What will the Notice to member / employee / guest / vendor / contractor / visitor etc. look like?
SAMPLE NOTICE UNDER SECTION — of the DPDP Act 2024.
(Option for other languages also needs to be given)
We, at XYZ Club, use facial recognition technology to:
Authenticate and manage member access to the club premises
Enhance security for members, guests, and staff
Maintain attendance and entry logs
| What data is being collected? | We will collect and process your facial image using secure biometric recognition systems. photograph, Name, Mobile Number etc. |
| Who is collecting the data? | (Sports Club Name) Full Address / Contact Details the club may share data with a third party vendor |
| For what purpose will your data be used? | Your facial data will be used only for the purposes stated above.We will not use your data for marketing, profiling, or unrelated purposes without your explicit consent. Security, Accounting, Access Control and collecting statistics |
| How can you withdraw consent once given? | Your data will be automatically erased on or before the 1st date of the next calendar month as the club has a policy of allowing a guest only upto 4 times a month. If you wish to have the data removed before that date, you can send an email to the DPO. |
| How can you record a grievance with the club under the DPDPAct? | CallEmailWhatsApp |
| Details of Data Protection Officer of the club | Mr. / Ms. Email: |
| Appeal to the Board | If your query is not addressed by the grievance officer of the club you can make an appeal to the Data Protection Board of India. |
I hereby agree and give free, specific, informed, unconditional and unambiguous consent to the club (Data Principal) for the purpose of processing of my personal data for the purpose of (security…….) and all actions which are necessary for such specified purpose.
I AGREE
In case of minor (parent / guardians consent)

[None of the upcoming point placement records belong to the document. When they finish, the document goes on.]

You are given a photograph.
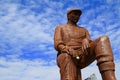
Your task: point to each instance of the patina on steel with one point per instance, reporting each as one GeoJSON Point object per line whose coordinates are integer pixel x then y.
{"type": "Point", "coordinates": [76, 50]}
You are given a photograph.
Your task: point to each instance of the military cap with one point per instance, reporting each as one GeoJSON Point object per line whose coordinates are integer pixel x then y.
{"type": "Point", "coordinates": [72, 10]}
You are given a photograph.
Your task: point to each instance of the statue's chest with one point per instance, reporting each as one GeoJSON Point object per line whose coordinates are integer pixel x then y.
{"type": "Point", "coordinates": [73, 32]}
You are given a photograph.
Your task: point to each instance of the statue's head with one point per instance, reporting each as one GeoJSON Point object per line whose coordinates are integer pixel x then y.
{"type": "Point", "coordinates": [74, 15]}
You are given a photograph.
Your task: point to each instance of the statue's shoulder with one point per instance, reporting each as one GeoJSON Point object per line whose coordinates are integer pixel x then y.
{"type": "Point", "coordinates": [82, 28]}
{"type": "Point", "coordinates": [61, 26]}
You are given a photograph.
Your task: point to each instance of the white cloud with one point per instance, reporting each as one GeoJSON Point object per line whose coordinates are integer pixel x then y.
{"type": "Point", "coordinates": [21, 27]}
{"type": "Point", "coordinates": [27, 70]}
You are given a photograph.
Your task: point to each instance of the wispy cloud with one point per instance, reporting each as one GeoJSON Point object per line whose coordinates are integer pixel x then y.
{"type": "Point", "coordinates": [27, 29]}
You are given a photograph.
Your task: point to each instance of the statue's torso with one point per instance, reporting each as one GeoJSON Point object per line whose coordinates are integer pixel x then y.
{"type": "Point", "coordinates": [73, 35]}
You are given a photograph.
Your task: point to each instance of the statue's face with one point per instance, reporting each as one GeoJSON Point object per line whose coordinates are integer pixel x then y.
{"type": "Point", "coordinates": [74, 17]}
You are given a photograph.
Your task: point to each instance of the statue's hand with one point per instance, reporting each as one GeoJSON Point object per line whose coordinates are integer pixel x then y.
{"type": "Point", "coordinates": [85, 45]}
{"type": "Point", "coordinates": [68, 50]}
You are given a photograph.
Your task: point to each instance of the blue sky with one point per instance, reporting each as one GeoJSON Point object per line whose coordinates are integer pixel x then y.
{"type": "Point", "coordinates": [27, 29]}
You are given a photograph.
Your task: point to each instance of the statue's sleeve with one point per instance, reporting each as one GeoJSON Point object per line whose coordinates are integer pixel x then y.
{"type": "Point", "coordinates": [88, 35]}
{"type": "Point", "coordinates": [58, 42]}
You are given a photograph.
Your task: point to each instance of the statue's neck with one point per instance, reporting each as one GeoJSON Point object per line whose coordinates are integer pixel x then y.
{"type": "Point", "coordinates": [71, 23]}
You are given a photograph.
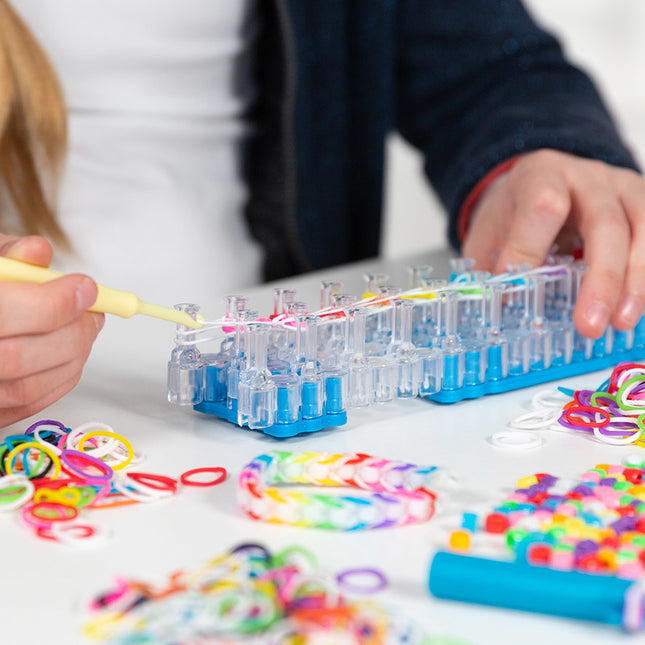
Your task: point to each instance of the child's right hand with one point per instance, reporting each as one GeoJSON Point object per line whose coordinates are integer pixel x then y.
{"type": "Point", "coordinates": [46, 333]}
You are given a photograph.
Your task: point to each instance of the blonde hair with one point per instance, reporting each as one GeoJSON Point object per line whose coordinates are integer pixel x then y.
{"type": "Point", "coordinates": [33, 127]}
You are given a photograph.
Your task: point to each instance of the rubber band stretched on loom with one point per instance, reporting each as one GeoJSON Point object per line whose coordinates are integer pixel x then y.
{"type": "Point", "coordinates": [400, 492]}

Note: The rules under the DPDP Act are yet in a Draft State and not notified. The above note is subject to the change in the rules. The Act however has been notified and is in force.
The Information Technology (Reasonable security practices and procedures and sensitive personal data or information) Rules, 2011 will also be applicable to Facial recognition systems and will require additional action like setting up a privacy policy and publishing of various other information on the website of the club (as it should already have been done).